Caixin
ECONOMY

Central Bank Pledges Continued Stable Monetary Policy

By Denise Jia and Li Yuqian
The People's Bank of China pledges continued stable monetary policy in its second-quarter monetary policy implementation report. Photo: Visual China.
The People's Bank of China pledges continued stable monetary policy in its second-quarter monetary policy implementation report. Photo: Visual China.

(Beijing) — China’s central bank said Friday it would maintain a stable and neutral monetary policy, indicating that a recent decline in banks’ excess deposit reserve ratios doesn’t signal tightened liquidity or any other change in policy.

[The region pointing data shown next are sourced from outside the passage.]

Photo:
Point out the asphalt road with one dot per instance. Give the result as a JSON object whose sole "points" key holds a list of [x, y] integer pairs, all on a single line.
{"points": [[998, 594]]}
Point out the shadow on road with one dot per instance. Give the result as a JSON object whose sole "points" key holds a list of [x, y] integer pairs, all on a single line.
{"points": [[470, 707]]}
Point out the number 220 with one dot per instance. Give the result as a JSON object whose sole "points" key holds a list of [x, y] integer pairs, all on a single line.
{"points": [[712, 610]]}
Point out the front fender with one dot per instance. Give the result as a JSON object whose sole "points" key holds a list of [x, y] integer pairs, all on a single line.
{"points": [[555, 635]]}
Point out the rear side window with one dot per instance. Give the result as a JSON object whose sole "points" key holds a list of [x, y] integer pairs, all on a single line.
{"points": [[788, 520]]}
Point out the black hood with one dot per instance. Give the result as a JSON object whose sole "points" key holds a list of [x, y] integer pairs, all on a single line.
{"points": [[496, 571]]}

The modernization of the payment system has significantly reduced the time required for payment settlement and lowered costs for banks to transfer assets to excess reserves, the People's Bank of China (PBOC) said in its second-quarter monetary policy implementation report.

Excess reserves are bank reserves in excess of standard reserve requirements that are deposited at the central bank to meet banks’ unexpected needs for liquidity. Chinese banks’ excess reserve ratio has been declining since 2001, when it stood above 7%. Currently the ratio is about 1.5%.

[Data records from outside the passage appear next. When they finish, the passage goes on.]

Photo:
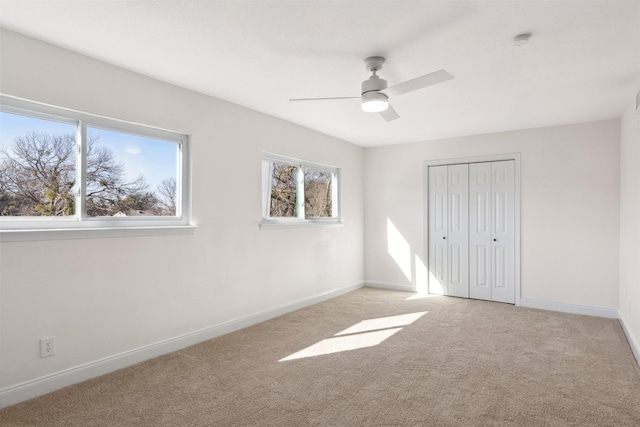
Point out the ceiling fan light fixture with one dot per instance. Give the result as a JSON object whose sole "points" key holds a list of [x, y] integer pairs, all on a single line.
{"points": [[374, 102]]}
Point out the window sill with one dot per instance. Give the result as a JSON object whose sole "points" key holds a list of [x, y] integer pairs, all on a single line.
{"points": [[92, 233], [307, 224]]}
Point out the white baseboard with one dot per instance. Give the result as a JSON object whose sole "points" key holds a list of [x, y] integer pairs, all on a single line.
{"points": [[635, 345], [389, 286], [611, 313], [46, 384]]}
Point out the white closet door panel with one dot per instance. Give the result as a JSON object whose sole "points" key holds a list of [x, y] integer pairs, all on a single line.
{"points": [[480, 226], [503, 231], [458, 230], [438, 212]]}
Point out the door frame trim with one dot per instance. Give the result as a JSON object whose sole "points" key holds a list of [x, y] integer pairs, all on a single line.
{"points": [[476, 159]]}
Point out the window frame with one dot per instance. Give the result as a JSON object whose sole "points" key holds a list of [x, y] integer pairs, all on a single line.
{"points": [[300, 219], [12, 227]]}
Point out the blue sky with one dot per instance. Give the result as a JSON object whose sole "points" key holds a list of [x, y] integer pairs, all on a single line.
{"points": [[156, 160]]}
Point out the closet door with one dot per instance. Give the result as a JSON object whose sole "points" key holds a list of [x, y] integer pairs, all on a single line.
{"points": [[448, 230], [458, 230], [503, 229], [492, 231], [438, 230], [480, 234]]}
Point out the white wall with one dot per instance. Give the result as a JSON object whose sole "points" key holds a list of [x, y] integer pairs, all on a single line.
{"points": [[629, 307], [103, 297], [569, 209]]}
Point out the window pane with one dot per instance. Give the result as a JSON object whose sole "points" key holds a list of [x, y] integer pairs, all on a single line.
{"points": [[318, 194], [37, 166], [130, 175], [283, 191]]}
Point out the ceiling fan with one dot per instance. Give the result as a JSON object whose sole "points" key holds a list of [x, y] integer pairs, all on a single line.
{"points": [[375, 93]]}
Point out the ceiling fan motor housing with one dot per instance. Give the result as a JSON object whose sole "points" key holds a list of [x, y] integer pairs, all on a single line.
{"points": [[373, 84]]}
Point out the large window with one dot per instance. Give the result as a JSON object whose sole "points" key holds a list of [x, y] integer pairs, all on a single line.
{"points": [[298, 191], [64, 169]]}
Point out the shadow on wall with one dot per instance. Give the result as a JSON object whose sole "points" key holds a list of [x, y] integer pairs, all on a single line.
{"points": [[411, 264]]}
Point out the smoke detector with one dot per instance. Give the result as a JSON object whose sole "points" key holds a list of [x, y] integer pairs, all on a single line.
{"points": [[521, 39]]}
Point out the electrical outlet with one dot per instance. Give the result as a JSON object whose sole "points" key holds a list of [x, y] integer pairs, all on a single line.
{"points": [[47, 347]]}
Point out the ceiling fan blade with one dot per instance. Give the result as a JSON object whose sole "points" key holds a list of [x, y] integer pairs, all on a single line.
{"points": [[419, 83], [389, 114], [324, 99]]}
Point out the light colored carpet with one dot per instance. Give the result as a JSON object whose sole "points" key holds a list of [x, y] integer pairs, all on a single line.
{"points": [[433, 361]]}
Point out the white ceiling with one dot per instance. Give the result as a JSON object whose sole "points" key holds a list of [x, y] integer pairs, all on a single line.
{"points": [[582, 63]]}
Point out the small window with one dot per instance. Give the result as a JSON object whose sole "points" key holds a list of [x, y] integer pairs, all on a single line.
{"points": [[298, 191], [63, 169]]}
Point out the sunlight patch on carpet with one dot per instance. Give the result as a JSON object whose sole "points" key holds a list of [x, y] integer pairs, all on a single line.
{"points": [[364, 334]]}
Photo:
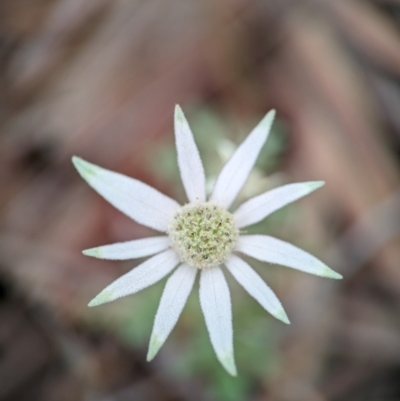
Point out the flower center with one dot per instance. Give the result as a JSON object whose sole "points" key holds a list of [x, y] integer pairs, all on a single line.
{"points": [[203, 234]]}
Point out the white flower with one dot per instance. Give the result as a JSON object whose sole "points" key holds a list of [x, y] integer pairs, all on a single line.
{"points": [[201, 235]]}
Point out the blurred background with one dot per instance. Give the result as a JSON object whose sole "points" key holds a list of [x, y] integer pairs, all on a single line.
{"points": [[100, 79]]}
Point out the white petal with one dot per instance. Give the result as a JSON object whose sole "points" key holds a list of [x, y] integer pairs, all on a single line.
{"points": [[134, 198], [174, 297], [237, 169], [259, 207], [138, 278], [215, 302], [130, 249], [256, 287], [273, 250], [190, 165]]}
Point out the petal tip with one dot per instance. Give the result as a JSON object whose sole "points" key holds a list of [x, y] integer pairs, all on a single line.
{"points": [[329, 273], [85, 169], [154, 347], [228, 363], [93, 252], [268, 119], [104, 297]]}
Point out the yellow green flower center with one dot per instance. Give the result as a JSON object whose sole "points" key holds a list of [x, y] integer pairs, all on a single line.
{"points": [[203, 234]]}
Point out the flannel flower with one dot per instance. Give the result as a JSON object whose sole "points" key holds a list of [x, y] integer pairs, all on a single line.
{"points": [[201, 235]]}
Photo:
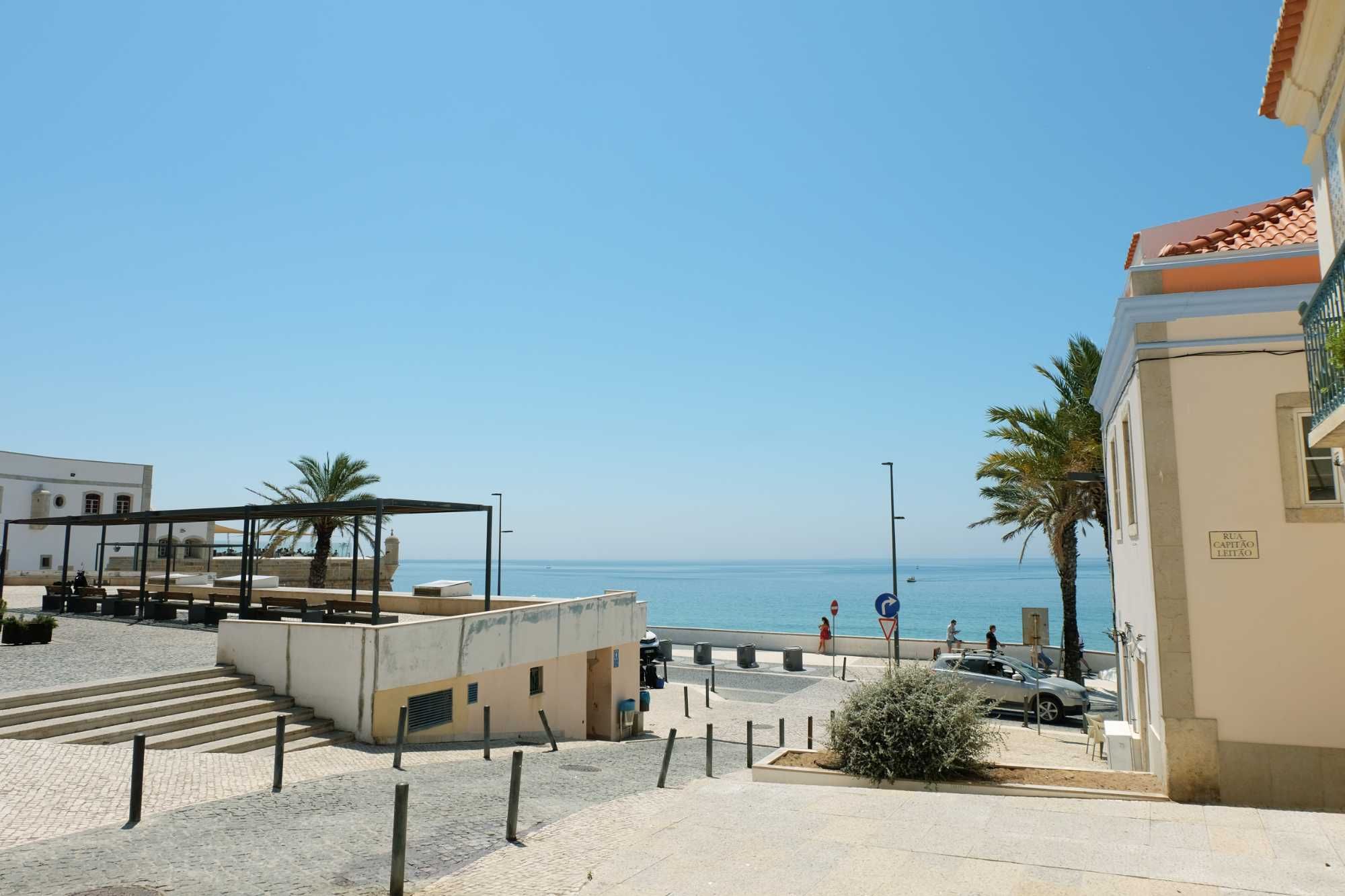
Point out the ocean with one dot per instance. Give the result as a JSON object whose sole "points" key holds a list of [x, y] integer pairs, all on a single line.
{"points": [[779, 595]]}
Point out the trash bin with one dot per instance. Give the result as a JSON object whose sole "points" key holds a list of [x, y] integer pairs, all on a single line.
{"points": [[747, 655]]}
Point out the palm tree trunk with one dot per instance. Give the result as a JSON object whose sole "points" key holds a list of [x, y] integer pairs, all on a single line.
{"points": [[318, 567], [1069, 568]]}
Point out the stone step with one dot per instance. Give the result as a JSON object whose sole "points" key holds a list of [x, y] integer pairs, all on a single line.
{"points": [[243, 701], [309, 743], [263, 739], [108, 686], [227, 728], [123, 698]]}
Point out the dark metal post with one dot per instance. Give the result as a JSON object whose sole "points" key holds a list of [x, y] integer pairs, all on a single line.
{"points": [[668, 758], [401, 736], [278, 774], [548, 727], [145, 569], [138, 776], [379, 549], [488, 732], [516, 779], [103, 551], [490, 522], [399, 879], [500, 552], [354, 560], [65, 563], [5, 556]]}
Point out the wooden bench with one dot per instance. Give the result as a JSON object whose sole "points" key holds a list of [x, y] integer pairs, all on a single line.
{"points": [[212, 608], [354, 611], [280, 608]]}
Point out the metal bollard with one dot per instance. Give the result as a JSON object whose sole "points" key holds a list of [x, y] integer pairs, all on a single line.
{"points": [[138, 776], [399, 877], [278, 774], [401, 736], [668, 756], [516, 778], [548, 727]]}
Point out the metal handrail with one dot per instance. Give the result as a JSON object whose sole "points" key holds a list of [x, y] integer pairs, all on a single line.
{"points": [[1321, 318]]}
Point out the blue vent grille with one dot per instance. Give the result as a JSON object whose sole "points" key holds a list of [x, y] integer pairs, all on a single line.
{"points": [[430, 710]]}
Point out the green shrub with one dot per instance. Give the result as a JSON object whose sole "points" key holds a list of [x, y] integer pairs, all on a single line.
{"points": [[914, 724]]}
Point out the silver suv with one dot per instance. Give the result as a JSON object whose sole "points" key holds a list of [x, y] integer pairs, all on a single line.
{"points": [[1011, 681]]}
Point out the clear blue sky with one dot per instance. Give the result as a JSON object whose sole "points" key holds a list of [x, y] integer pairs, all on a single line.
{"points": [[673, 278]]}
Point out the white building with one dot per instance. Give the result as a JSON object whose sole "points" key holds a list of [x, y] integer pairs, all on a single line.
{"points": [[38, 486]]}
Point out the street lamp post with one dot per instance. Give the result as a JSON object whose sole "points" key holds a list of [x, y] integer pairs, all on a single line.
{"points": [[892, 512], [500, 541]]}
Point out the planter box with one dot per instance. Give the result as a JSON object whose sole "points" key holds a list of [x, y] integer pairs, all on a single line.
{"points": [[765, 771]]}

The rapid development of the financial market has provided more convenient financing channels for commercial banks, allowing them to tap the capital market whenever they need cash, therefore lowering banks’ need to keep large reserves, said the central bank.

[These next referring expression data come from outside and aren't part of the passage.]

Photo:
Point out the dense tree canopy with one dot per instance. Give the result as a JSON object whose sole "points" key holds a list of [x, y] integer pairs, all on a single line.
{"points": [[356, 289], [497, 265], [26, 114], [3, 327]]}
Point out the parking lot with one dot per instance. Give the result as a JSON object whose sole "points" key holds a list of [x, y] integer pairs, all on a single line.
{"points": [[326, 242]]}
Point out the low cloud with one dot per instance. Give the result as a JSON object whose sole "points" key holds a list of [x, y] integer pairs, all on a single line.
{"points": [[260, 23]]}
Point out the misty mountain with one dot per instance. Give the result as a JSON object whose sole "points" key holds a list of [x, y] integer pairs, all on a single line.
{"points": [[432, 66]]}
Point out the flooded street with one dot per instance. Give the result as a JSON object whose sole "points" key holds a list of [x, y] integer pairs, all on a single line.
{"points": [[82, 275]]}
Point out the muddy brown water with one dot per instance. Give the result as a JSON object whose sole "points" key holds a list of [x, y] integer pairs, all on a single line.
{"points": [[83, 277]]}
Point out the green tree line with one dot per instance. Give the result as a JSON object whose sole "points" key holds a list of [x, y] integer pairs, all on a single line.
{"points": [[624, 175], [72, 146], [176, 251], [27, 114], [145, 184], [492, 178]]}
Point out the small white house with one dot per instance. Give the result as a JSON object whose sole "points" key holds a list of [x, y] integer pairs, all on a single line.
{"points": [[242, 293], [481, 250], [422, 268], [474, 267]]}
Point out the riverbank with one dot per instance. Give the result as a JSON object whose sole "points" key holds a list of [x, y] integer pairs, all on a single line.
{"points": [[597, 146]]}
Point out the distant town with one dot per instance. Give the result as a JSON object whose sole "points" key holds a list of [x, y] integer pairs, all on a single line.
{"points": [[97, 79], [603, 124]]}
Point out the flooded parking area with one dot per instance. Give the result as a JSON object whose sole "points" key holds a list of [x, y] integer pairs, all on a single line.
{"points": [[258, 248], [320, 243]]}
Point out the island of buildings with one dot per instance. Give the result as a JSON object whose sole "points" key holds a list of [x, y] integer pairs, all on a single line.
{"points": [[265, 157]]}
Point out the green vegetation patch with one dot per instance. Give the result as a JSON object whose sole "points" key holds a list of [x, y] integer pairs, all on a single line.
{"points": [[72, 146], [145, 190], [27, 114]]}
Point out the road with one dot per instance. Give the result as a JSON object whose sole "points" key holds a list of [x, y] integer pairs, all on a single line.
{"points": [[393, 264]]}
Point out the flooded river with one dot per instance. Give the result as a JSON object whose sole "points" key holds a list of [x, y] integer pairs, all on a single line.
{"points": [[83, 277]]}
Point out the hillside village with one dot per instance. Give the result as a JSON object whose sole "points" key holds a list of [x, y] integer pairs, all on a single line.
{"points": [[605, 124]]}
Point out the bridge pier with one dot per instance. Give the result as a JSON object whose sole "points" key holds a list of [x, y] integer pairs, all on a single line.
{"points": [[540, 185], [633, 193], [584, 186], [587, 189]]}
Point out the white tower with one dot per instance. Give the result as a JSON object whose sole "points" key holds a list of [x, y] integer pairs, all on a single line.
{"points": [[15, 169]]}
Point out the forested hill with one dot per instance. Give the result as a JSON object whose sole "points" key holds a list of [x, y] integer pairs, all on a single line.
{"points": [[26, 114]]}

The central bank also said it will proactively fend off systemic risks and use multiple monetary policy tools to ensure financial stability.

The PBOC suggested actions to strengthen the Macro Prudential Assessment (MPA) mechanism to better reflect banks’ dependence on interbank business. The report proposed that, starting in the first quarter of next year, the MPA review would include interbank certificates of deposit issued by banks with assets of more than 500 billion yuan.

The report stressed the deleveraging of Chinese state-owned enterprises as the top priority and called for stepping up efforts to resolve so-called “zombie” firms, debt-ridden and loss-making companies that continue to operate only with the support of local government funding.

As of June 30, China’s broader M2 money supply stood at 163.13 trillion yuan ($23.98 trillion), up 9.4% from a year earlier, data from the central bank show. That growth rate was a record-low pace, signaling that the country’s deleveraging efforts have continued to gain traction, analysts said. For most of 2016, the growth M2 rate exceeded 11.5%.

The central bank also emphasized the priority of keeping the yuan basically stable. The Chinese currency has strengthened this year, rising more than 4% against the U.S. dollar as of Friday and reversing a depreciation trend since August 2015.

By the end of June, the trade-weighted CFETS RMB index rose 2.4% from the end of last year, following a 6% decline for 2016, according to the central bank.